Toute une littérature bisou-bisoux et petits cœurs clignotants-gif-animés pour diabétiques du Web trouve sa raison d’être dans l’échangisme de bonnes manières. C’est chiant, sauf pour les auteurs et leurs proches, mais on n’est pas obligé d’y aller.

Le chiant dont parle Nina est plutôt le couple bien dans sa peau, aux heures de pointe, et vas-y que je te mets la langue, à bout de souffle en bout de quai. Soit ceux là se donnent en spectacle, soit ils nous renvoient l’image de la foule aveugle, indifférente ; car il y a longtemps que les Séraphine, Marie, Patricia ou Séverine ne viennent plus au « Point rencontre ». Je descends directement au métro, chouette j’ai gardé un ticket du dernier voyage, chiotte que cette valise est lourde :-(

Pourtant ça n’a rien à voir. J’ai été dans cette bulle, parfois, mon bel amour cœur à cœur. On oublie le lieu, le bruit, les gens, parfois son sac. J’ai imaginé une fois, pour me faire peur/plaisir, que tous mes collègues de bureau avaient contourné l’obstacle avec un regard désapprobateur. D’ailleurs c’est arrivé une fois pour l’une d’entre elles, gare de Lyon, je me marre. Mais ces pensées ne mènent à rien : je n’ai que le souvenir de lèvres très douces, de poitrines calfeutrées de laine et d’étreintes au seuil de la douleur.

Je me souviens aussi que, dans ces rares occasions, il était important pour nous de vivre ce moment « au milieu du monde » avec vue sur la mer si possible. Le monde n’était pas une population hostile, mais une marée qui s’écoulait autour de nous ; un vrai bain de foule, en quelque sorte.
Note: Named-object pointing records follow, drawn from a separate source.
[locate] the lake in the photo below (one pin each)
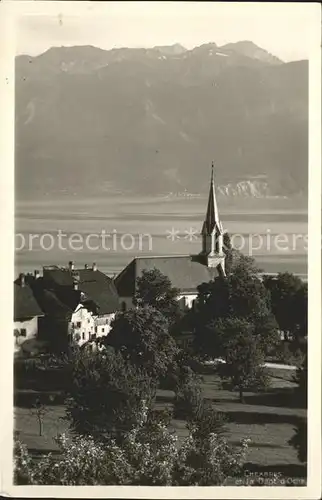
(112, 230)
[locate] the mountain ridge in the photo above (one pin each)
(150, 119)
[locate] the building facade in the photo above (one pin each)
(186, 272)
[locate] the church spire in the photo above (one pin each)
(212, 221)
(212, 230)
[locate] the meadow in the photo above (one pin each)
(273, 231)
(267, 418)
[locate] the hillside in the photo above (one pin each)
(149, 120)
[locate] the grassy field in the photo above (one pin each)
(266, 418)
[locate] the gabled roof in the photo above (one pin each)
(185, 272)
(25, 303)
(100, 292)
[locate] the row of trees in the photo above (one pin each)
(117, 434)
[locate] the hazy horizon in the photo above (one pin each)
(111, 25)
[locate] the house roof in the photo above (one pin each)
(25, 303)
(185, 272)
(100, 292)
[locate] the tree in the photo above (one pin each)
(239, 295)
(40, 411)
(149, 454)
(141, 335)
(105, 394)
(243, 355)
(299, 438)
(289, 303)
(155, 289)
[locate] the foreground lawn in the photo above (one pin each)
(266, 418)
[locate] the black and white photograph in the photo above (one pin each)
(162, 271)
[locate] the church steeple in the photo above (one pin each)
(212, 230)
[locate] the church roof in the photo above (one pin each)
(185, 272)
(99, 290)
(25, 303)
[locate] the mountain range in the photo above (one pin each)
(92, 121)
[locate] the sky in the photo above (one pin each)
(283, 29)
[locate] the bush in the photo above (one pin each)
(106, 393)
(299, 440)
(188, 401)
(148, 455)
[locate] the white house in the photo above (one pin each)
(79, 304)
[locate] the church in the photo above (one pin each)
(186, 272)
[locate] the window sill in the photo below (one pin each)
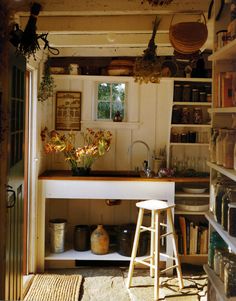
(111, 124)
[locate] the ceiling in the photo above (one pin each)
(110, 27)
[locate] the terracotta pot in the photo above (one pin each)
(100, 241)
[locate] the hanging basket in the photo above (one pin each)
(188, 37)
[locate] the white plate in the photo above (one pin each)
(194, 190)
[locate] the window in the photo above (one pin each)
(111, 97)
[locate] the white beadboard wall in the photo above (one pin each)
(149, 106)
(149, 113)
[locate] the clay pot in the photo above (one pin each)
(100, 241)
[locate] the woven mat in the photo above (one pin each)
(54, 287)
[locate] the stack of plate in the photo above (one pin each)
(120, 67)
(192, 204)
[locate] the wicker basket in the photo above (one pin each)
(188, 37)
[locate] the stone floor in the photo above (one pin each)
(108, 284)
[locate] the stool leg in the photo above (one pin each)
(152, 243)
(157, 255)
(135, 247)
(176, 255)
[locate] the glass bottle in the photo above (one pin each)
(185, 116)
(228, 149)
(230, 278)
(219, 147)
(177, 92)
(212, 146)
(232, 219)
(187, 93)
(228, 197)
(216, 242)
(197, 116)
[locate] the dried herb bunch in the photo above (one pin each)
(5, 16)
(47, 83)
(147, 68)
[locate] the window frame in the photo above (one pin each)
(126, 83)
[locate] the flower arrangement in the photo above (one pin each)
(96, 144)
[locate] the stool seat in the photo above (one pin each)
(157, 207)
(154, 205)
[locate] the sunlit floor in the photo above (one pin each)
(108, 284)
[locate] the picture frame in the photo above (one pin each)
(68, 110)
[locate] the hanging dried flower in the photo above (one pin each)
(47, 83)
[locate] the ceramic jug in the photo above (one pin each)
(100, 241)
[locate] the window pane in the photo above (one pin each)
(118, 92)
(117, 106)
(104, 92)
(103, 110)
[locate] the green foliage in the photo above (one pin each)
(47, 84)
(111, 98)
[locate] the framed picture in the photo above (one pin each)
(68, 111)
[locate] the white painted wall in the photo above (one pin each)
(148, 118)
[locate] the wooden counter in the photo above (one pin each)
(115, 176)
(121, 185)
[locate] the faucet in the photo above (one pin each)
(146, 165)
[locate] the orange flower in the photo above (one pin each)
(97, 143)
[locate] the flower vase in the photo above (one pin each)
(81, 171)
(100, 241)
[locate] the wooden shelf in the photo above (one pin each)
(222, 110)
(227, 52)
(181, 212)
(188, 144)
(192, 79)
(190, 125)
(110, 124)
(197, 259)
(230, 240)
(191, 195)
(185, 103)
(71, 254)
(230, 173)
(217, 284)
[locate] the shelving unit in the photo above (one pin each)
(223, 61)
(217, 284)
(185, 149)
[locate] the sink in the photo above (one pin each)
(115, 173)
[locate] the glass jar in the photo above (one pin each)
(202, 97)
(195, 95)
(220, 191)
(187, 93)
(232, 219)
(177, 92)
(235, 156)
(176, 115)
(185, 116)
(223, 261)
(209, 98)
(217, 257)
(228, 197)
(197, 116)
(212, 146)
(230, 278)
(228, 149)
(219, 147)
(216, 242)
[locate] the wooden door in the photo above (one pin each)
(15, 187)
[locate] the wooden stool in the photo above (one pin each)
(156, 207)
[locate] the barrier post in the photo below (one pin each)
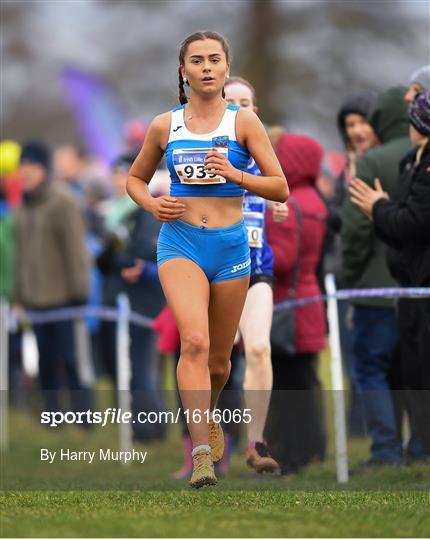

C’est vrai, côté fleuve nous imaginons un périmètre de sécurité autour du couple indécent. Mais c’est nous qui le construisons, car eux sont venus chercher l’immersion. Alors, quand ce n’est pas de l’exhibitionnisme, et même si nous acceptons de leur accorder un regard autre que moraliste ou voyeuriste, pourquoi ce malaise ? L’image du bonheur ? Oui, mais après ? La rivalité ? Je voudrais être elle, lui… eux ?

J’ai mis du temps à comprendre qu’une relation amoureuse n’avait pas besoin de choisir son camp entre l’exclusivité et le papillonnage. Car on entend ça : de 20 à 30 ans on est supposé former un « couple uni », autrement dit refermé sur sa chambre à coucher, de 30 à 40 ça flotte un peu, petits flirts en catimini, puis à 40 ans (ou peut-être à 50 ?) les hommes sont pris par le « démon de midi ». Si c’est bien lui, le diable s’est trompé d’heure et m’a tiré du lit !

À côté de ces stéréotypes sociaux pour séries télévisées, je voudrais parler de la relation inclusive : celle qui me comble de joie, en ce moment, d’apprendre que Patricia n’a plus l’énergie de m’écrire parce qu’elle vit une belle histoire un peu folle avec Adrien. Lui, je n’ai pas besoin de le connaître pour aimer ce qu’il aime, car j’ai encore, inscrit sur les mains, le corps, la langue, le sexe, tout ce que je ressens lorsque Patricia m’ouvre sa porte. J’aime ce(ux) qu’elle aime et j’aimerais les serrer tous deux dans mes bras. Lui n’aimerait pas, tant pis, mais il n’y a aucune espèce d’obligation à aimer ceux qui vous aiment.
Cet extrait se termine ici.